12. Switchshift – Head Pressure [Navigation Records] [2002]

Although “Head Pressure” is the most “of its time” track on this list, it is still an excellent example of what made progressive breaks such an exciting and creatively fruitful genre. Switchshift perfectly blended the funk and playfulness of breakbeat with the melodic sensibility and tension of progressive house.

13. Makesome Breaksome – Nightshift [Plank Records] [1999]

Bushwacka! teamed up with Dez Ingram for this subtle, lush journey which drew from their experience with tech house. It’s a classy mixture of shuffling drums, delayed chords, and catchy vocal hooks that worked in both house and breakbeat sets.

14. Icehouse – Don’t Believe Anymore (Ivan Gough & Colin Snape Cafe Latte Mix) [RockUp Records] [2002]

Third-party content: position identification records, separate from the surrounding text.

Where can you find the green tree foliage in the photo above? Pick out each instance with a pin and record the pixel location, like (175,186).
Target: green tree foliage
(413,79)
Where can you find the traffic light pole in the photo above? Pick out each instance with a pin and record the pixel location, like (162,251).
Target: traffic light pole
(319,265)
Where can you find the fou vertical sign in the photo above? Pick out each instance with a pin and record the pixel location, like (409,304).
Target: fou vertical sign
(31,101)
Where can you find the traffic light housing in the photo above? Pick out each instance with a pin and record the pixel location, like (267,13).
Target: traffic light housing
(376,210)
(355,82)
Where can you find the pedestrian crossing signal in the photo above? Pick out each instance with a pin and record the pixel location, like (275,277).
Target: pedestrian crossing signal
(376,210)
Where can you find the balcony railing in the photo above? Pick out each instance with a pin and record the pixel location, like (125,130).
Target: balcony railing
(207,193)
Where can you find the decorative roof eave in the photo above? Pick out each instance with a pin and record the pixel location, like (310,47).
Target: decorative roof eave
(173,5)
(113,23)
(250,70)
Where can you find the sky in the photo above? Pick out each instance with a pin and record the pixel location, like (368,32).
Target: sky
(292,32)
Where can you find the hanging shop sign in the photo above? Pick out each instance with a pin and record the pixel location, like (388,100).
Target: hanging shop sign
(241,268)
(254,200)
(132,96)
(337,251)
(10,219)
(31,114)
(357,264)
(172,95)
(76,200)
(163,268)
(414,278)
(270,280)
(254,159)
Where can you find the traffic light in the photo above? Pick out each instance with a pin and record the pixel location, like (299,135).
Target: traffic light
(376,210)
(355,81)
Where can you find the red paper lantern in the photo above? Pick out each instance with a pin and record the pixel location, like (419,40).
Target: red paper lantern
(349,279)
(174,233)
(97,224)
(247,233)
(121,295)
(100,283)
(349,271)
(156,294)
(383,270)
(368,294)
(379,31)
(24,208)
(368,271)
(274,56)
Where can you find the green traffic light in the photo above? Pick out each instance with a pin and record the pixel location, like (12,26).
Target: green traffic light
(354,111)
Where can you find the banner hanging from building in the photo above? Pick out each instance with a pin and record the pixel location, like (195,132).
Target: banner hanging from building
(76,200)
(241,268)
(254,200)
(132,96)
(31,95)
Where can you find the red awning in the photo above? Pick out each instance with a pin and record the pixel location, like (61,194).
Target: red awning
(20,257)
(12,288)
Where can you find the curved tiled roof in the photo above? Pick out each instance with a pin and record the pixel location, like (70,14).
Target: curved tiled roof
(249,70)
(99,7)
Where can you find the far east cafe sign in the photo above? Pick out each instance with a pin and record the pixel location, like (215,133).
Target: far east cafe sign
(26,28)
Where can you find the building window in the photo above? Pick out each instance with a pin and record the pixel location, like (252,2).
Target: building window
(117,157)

An absolute standout from the Meltdown remix album, Ivan Gough and Colin Snape‘s remix of “Don’t Believe Anymore” took progressive breaks from the dance floor to the living room. Using the original’s vocal in its entirety, the duo layer it over precise drum programming, rumbling bass, and melancholy pianos and strings. They combine it all so seamlessly that if you didn’t know of Icehouse, you’d believe this was an entirely original piece.